1:40 Jaxson Hayes’ undulating hair in the replay is so compelling. I can’t stop looking at it. It’s waving around like he’s underwater.
1:47 You know it’s a good dunk when it spontaneously causes one opponent (Dejounte Murray) to give an impromptu piggyback ride to another opponent (Drew Eubanks).
2:07 All the coaches on the Hornets’ bench are looking at each other like “does anybody know what the concussion protocol is?” It’s true that Darius Bazley “got him on the noggin”, but I think the floor got Rozier on the noggin worse.
2:28 Vintage KP. He had these kind of putback dunks all the time in his rookie year.
2:49 If you play this dunk and LeBron James’ dunk over John Lucas III side-by-side, you can barely tell any difference.
3:00 I just accidentally remembered that one time that Drew Gooden ooped it to himself for a layup. I really wish Drew Gooden would stop intruding on my thoughts like this.
3:14 Jack Armstrong with a top five all-time voice crack.
3:22 Upon further reflection, this dunk should have been higher. 360 dunks in traffic should never be in the back half of a dunkilation.
3:50 Stare-downs should never be a technical. I stare people down in pickup games all the time after I dunk on them and nobody’s ever given me a technical.
4:05 Usually I can make some sense out of nonsensical commentary, but I really have no idea what’s going on here. What baby are they talking about? And why is it in the street?
4:35 Rudy Gobert is the best Statue of Liberty dunker in the NBA. No doubt in my mind.
4:43 Dorian Finney-Smith proving that DFS also stands for “Doing Ferocious Slams”.
4:48 It also stands for “Don’t Fuckingcareaboutthe Spurs”.
5:09 “Soul-stealing” is a good way to put this dunk. Brandon Ingram is just lying there like he’s a skin-sack of human meat that possesses no internal will to keep existing.
5:20 If somebody gets in the way of your spin move, just forget about the spin and dunk it from wherever you stopped.
5:26 I am this close, THIS CLOSE, to starting an awareness campaign that will expose all the commentators who continue to flagrantly describe non-windmill dunks as “windmills”.
5:36 Did I see a pelvic thrust there?
5:47 I don’t have a favorite kind of violence, but if I did, it would be Ukraine on Lithuania violence.
6:09 Who’s ready for my end-of-year Donovan Mitchell Leg-Kick-While-Dunkingilation?
6:56 Lonzo Ball hates his teammates so much that he has to put them on posters.
7:04 Joe Ingles watches the play unfold while thinking to himself “I’ll never do that.”

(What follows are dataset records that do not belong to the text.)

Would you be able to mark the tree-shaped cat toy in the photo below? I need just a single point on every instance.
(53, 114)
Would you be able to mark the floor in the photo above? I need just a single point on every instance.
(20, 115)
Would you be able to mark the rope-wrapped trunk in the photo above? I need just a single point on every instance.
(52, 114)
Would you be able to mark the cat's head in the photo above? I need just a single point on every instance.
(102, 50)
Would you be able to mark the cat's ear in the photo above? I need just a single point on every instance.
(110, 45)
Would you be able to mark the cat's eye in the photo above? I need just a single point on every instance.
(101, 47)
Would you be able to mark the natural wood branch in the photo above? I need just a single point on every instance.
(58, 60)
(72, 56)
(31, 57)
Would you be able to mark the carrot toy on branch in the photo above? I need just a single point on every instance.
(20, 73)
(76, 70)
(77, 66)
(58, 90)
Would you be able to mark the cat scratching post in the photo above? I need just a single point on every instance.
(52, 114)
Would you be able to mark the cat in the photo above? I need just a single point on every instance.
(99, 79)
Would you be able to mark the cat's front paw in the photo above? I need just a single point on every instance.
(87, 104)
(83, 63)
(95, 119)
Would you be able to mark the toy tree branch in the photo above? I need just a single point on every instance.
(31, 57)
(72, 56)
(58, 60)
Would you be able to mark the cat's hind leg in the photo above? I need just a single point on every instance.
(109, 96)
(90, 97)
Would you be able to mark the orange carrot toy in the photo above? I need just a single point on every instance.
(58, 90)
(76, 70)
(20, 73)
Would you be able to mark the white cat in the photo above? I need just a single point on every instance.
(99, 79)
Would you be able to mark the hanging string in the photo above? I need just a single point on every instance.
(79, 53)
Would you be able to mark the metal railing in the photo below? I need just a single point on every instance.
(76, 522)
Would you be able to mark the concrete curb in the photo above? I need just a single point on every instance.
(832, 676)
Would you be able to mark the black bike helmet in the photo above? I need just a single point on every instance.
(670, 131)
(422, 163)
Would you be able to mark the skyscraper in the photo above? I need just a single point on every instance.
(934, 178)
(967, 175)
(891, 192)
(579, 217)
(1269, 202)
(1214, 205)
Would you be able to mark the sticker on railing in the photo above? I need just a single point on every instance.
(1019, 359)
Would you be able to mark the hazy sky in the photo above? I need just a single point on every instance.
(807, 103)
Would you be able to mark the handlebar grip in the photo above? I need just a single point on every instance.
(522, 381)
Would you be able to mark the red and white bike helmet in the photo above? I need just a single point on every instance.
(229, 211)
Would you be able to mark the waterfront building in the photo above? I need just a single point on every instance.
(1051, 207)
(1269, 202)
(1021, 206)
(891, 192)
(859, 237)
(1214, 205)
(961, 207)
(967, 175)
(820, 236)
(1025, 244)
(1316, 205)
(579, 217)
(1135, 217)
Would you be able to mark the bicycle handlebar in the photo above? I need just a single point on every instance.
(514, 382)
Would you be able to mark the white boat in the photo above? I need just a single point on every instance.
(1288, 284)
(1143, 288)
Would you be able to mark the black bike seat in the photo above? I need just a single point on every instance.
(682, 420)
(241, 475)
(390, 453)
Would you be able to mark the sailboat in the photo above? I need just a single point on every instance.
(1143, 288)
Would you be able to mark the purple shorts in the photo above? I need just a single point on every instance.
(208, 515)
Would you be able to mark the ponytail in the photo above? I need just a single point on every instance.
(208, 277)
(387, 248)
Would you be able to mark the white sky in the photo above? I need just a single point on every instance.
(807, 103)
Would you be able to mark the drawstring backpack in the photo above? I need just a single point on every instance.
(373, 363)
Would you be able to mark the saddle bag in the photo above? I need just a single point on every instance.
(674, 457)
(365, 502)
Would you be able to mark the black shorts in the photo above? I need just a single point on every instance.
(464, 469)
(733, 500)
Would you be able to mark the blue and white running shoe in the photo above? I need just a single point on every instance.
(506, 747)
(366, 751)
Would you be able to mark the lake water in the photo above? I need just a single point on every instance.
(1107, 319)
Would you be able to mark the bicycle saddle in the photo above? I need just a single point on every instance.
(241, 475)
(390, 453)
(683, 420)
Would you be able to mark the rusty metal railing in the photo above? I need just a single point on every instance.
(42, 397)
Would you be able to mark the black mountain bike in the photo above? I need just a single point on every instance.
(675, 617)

7:25 How is this a floater? Because he floated all the way upstairs to jam it? And how is it a finger-roll? You can’t finger-roll a ball down into the basket. You can only finger-roll a ball up into the basket.
7:35 The Paul George staredown from 3:50 makes more sense when you realize that this happened to him earlier in the game.
7:42 I should rank these dunks by how much they look like they caused an ACL injury. This is number two behind the Brandon Ingram one where he limply ragdolls himself into the front row.
7:55 In the interest of saving time, I excised about five additional replays of this Monk Mash. You won’t get to see them until they release my extensive library of outtakes and unreleased work (the “DTB Archives”) after my death.
8:03 Chris Boucher’s taint coming right into your living room in full 60FPS.
8:30 Porzingis made this poster on Drummond look completely effortless.
8:47 Quinn Buckner’s raspy gargled “Yeaaaah”s are making me uncomfortable.
9:06 More of those intoxicating hair undulations. I can’t unsee them.
9:16 After getting brutally postered by Brandon Clarke, Ian Mahinmi immediately walked over to the bench and demanded Scott Brooks to not play him anymore and just give him DNP-CD’s until the end of the season.